Dog Breeds Classification with CNN Transfer Learning

5 min readJan 7, 2019

Capstone project of Udacity Data Scientist Nanodegree program.

Image Source: https://www.researchgate.net/publication/283813525_Dog_breed_classification_via_landmarks

Introduction

In this project, I built and trained a neural network model with CNN (Convolutional Neural Networks) transfer learning, using 8,351 dog images of 133 breeds. CNN is a type of deep neural networks, which is commonly used to analyze image data. Typically, a CNN architecture consists of convolutional layers, activation function, pooling layers, fully connected layers and normalization layers. Transfer learning is a technique that allows a model developed for a task to be reused as the starting point for another task.

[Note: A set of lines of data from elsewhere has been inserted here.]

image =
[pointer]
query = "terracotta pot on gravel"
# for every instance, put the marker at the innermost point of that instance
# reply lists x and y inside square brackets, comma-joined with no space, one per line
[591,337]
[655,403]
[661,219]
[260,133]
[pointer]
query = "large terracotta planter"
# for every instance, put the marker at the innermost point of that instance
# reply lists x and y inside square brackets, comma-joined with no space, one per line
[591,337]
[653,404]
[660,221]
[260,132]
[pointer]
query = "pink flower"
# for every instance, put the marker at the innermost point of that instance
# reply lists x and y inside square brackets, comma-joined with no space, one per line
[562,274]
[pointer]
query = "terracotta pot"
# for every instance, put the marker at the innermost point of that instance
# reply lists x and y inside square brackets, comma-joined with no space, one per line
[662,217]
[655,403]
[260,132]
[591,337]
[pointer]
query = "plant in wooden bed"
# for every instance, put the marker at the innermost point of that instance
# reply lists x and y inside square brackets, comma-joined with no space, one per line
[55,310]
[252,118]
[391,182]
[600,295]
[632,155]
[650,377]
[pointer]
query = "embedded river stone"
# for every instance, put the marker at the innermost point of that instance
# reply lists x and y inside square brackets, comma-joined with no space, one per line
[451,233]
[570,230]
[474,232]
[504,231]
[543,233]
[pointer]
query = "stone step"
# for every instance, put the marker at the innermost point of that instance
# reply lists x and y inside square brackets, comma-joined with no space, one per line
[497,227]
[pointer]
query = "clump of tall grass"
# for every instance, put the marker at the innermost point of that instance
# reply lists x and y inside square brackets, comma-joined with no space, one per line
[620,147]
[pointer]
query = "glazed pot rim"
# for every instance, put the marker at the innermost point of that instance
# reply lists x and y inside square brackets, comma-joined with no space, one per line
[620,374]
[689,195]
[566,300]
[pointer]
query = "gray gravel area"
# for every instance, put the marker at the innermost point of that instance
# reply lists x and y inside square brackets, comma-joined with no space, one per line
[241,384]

The trained model in this project can be used by a web or mobile application to process real-world, user-supplied images. Given an image of a dog, the algorithm will predict the breed of the dog. If an image of a human is supplied, the code will identify the most resembling dog breed of that person.

This article will describe the technical aspect of this project from start to finish.

Load Datasets

The full dataset used by this project contains 8,351 images of 133 categories of dogs. The data is separated into three folders for training, validation, and test set. The load_files function from the scikit-learn library is used to import the datasets.

Detect Humans

Since we want to identify the most resembling dog breed for a person, a function needs to be written to detect whether a human face exists in an image. This project used a pre-trained face detector provided by OpenCV. Please note that the input image is converted to grayscale before it is fed into the face cascade classifier.

Detect Dogs

Similarly, a dog detector function is needed to determine whether there is actually a dog in the input image. A pre-trained ResNet-50 model is used in this project to detect dogs in images.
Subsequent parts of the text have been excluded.